What I'm reading: Blind Faith, by CJ Lyons
There are those who write via a "discovery draft" racing to get from page one to 'the end' and then going back and revising. And revising. And revising. This is the approach of NaNoWriMo--write it all; no edits. That's a process I've never been able to embrace, so I was heartened once when I attended a workshop given by Linda Howard. She said she writes, then backs up and fixes, then moves forward, then backs up and fixes some more. She likened her process to using a zig-zag sewing machine. When she finished, she said, the manuscript was ready to send to her editor.
Her method is close to the way I write. I edit as I go. (Heck, I plot as I go, too!) Here's an example of my process from my current WIP, another of my Pine Hills Police series.

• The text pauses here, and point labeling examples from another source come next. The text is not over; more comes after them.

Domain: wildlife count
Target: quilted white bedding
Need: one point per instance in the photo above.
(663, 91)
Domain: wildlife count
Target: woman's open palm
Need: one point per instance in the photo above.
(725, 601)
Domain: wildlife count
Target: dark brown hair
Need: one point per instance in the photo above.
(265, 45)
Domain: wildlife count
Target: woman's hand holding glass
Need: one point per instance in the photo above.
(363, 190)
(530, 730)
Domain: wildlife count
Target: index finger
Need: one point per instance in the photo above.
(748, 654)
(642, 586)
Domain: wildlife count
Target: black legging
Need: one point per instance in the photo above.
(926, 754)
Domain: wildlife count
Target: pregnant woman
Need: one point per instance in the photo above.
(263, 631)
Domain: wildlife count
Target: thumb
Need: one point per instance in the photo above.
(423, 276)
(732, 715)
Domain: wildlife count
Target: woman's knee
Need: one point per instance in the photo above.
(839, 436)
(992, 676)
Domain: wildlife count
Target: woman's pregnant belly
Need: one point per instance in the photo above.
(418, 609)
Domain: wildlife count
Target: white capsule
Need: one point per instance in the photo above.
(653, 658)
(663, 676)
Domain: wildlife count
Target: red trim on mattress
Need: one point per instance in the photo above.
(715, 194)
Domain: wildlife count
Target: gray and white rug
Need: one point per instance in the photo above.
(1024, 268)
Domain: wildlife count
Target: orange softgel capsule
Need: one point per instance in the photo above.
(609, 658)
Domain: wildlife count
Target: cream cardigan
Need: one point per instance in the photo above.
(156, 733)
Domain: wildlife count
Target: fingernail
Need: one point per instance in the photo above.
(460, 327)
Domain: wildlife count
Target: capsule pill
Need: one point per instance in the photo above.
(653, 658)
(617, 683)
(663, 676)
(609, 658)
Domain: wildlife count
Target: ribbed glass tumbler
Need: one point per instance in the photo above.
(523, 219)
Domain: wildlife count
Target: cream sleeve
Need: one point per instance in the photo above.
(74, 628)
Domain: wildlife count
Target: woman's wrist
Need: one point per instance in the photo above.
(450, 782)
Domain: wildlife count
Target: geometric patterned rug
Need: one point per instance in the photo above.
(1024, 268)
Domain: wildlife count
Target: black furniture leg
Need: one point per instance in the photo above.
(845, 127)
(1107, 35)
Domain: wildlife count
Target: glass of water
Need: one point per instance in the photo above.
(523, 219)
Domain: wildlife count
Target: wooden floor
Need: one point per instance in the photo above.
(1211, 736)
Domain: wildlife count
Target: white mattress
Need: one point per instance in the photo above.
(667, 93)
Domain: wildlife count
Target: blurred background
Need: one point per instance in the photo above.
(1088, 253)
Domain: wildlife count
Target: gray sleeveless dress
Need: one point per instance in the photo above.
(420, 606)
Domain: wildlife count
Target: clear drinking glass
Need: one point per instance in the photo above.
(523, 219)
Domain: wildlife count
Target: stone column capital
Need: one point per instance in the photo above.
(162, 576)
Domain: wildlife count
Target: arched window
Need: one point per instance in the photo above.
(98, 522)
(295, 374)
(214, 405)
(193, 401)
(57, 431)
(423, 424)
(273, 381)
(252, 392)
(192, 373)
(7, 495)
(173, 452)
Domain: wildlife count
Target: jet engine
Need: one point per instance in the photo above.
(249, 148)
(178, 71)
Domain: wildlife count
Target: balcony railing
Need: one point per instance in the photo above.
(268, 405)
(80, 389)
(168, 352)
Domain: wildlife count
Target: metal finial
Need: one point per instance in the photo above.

Overall, my heroine's goal was to open her own bakery, so, of course, my goal was to keep that from happening—or at least, to delay it.
Since I prefer to escalate the conflict rather than throw the reader into a full-blown crisis on page one, I began with simple accidents and setbacks as her contractor and crew (which she refers to as the Klutz Brigade) worked to get her bakery finished so she could open on time.
But that's not really enough of a conflict to carry the entire book. Since the book is a romantic suspense, and the hero is a former homicide detective, I threw in a dead body.